Czytaj w LEX: Podatek cukrowy w praktyce >

Ustawa umożliwiła również wprowadzenie opłaty od napojów słodzonych. Składa się ona z dwóch części – stałej i zmiennej. Opłata stała to 50 gr za litr napoju z dodatkiem cukru lub substancji słodzącej, dodatek 10 gr za litr napoju z dodatkiem substancji aktywnej (kofeina lub tauryna), opłata zmienna to 5 gr za każdy gram cukru powyżej 5 gram/100 ml – w przeliczeniu na litr napoju. Nowe przepisy od 1 stycznia 2021 r. nakazują więc obliczanie cukrów, które są monosacharydami lub disacharydami oraz środków spożywczych zawierających te substancje oraz substancje słodzących, o których mowa w rozporządzeniu Parlamentu Europejskiego i Rady (WE) nr 1333/2008 z dnia 16 grudnia 2008 r. w sprawie dodatków do żywności (Dz. Urz. UE L 354 z 13) oraz kofeinę lub taurynę.
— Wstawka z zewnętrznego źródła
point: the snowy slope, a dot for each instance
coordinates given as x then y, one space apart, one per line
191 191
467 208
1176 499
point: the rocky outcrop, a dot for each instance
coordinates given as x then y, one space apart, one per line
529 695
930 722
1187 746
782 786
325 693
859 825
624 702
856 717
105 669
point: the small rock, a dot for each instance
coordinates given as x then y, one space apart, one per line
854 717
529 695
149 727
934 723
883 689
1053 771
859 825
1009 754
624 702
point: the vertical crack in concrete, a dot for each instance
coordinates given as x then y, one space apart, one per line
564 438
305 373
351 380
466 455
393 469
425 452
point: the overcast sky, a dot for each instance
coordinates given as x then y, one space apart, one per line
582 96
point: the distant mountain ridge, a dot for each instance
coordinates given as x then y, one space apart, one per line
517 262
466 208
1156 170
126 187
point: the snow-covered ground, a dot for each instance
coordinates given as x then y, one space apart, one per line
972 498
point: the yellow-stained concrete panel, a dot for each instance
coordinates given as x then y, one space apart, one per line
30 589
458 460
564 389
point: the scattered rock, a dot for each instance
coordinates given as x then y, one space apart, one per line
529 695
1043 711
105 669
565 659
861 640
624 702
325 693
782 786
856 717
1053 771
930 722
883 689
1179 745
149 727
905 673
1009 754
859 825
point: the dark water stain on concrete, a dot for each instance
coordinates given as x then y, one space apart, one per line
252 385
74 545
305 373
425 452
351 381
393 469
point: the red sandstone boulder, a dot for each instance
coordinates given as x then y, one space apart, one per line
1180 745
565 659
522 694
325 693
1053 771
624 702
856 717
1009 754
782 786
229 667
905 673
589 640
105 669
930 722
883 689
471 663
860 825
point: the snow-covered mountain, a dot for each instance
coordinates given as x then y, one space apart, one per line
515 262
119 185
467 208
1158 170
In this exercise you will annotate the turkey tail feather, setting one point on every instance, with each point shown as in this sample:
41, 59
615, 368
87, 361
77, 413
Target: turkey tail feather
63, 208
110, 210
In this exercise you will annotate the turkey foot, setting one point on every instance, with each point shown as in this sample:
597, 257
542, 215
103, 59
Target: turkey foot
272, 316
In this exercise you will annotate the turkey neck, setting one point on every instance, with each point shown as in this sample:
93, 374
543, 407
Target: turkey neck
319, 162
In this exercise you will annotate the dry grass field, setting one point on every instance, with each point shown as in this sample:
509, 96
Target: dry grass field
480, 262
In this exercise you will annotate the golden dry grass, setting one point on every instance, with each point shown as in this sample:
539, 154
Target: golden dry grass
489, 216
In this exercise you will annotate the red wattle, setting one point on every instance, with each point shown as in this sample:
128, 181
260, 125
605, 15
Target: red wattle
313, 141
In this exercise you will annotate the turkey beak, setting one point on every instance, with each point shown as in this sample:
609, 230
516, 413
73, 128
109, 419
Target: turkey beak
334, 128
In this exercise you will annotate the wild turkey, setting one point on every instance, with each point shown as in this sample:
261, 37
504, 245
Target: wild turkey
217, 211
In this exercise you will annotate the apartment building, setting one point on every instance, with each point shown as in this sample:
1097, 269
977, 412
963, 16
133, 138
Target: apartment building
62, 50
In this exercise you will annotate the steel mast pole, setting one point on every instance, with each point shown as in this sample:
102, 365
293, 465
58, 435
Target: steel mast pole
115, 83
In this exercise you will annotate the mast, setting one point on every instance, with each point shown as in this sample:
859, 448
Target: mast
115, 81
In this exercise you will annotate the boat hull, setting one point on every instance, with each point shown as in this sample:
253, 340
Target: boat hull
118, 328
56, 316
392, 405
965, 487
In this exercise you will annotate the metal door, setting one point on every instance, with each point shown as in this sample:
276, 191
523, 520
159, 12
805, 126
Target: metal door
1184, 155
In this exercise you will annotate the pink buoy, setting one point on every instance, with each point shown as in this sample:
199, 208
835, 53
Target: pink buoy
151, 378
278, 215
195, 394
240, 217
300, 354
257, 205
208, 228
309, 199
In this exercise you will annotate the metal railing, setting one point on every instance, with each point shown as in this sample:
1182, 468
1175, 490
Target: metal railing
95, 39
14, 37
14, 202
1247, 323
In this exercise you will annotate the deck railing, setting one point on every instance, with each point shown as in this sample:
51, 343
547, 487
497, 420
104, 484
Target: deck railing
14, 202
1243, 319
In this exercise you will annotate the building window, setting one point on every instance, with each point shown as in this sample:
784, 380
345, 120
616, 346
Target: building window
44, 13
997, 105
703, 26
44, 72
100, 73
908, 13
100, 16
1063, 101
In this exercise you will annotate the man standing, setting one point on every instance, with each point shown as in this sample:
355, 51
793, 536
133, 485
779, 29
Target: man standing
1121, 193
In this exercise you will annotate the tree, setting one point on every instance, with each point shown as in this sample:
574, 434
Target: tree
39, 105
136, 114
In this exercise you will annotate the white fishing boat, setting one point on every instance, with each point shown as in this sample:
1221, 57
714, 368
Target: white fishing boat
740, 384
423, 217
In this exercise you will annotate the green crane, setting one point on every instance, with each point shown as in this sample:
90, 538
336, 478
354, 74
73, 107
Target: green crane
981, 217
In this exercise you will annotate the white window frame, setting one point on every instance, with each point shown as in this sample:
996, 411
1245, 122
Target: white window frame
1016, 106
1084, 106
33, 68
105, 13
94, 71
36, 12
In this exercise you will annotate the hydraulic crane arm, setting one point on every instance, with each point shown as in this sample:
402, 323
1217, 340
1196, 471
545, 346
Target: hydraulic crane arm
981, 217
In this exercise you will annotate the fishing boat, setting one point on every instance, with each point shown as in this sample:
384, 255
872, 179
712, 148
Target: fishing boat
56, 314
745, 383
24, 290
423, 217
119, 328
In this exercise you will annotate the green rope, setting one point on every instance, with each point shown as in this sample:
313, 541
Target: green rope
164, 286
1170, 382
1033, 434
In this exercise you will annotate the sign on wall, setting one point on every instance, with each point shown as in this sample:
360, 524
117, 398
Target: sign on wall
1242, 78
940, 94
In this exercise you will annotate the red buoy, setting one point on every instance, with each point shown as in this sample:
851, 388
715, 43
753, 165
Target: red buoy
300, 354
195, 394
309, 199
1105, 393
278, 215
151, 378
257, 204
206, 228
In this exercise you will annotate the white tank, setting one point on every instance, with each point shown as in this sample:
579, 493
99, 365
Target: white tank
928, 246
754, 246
Wpłaty podlegają dystrybucji w proporcji 96,5 proc. na rzecz Narodowego Funduszu Zdrowia i 3,5 proc. na rzecz budżetu państwa.

Zobacz procedury w LEX:

 

Prawie miliard złotych wpływów z podatku cukrowego

Z informacji, które przekazał serwisowi Prawo.pl Narodowy Fundusz Zdrowia (NFZ), wynika, że od początku roku do końca lipca br. łączna kwota środków, które zostały przekazane do funduszu wyniosła 703 968 991,82 zł. Oznacza to, że łączne wpływy z tego tytułu wyniosły 729 501 545, 93 zł (wraz z częścią, która jest przekazywana do budżetu państwa). Miesięczne wpływy do NFZ z opłaty cukrowej wyniosły odpowiednio:

  • w lutym: 2 314 966,14 zł,
  • w marcu: 148 205 766,58 zł,
  • w kwietniu: 131 160 591,18 zł,
  • w maju: 134 038 625,84 zł,
  • w czerwcu: 150 140 595,81 zł,
  • w lipcu: 138 108 446,27 zł.

Sprawdź w LEX: Czy podatek cukrowy należy naliczać od próbek wydanych za darmo? >

Na pytanie, na jakie cele są przeznaczane środki z tej opłaty, NFZ odpowiedział, że środki przeznaczane są zgodnie z ustawą na świadczenia opieki zdrowotnej związane z utrzymaniem i poprawą stanu zdrowia pacjentów, w szczególności osób z nadwagą i otyłością oraz na działania profilaktyczne i edukacyjne. Na naszą prośbę o wskazanie konkretnych działań, które zostały sfinansowane z tej opłaty i w jakich kwotach, NFZ już nie odpowiedział. Pozwala to przypuszczać, że wydatkowanie środków z opłaty nie jest szczegółowo monitorowane.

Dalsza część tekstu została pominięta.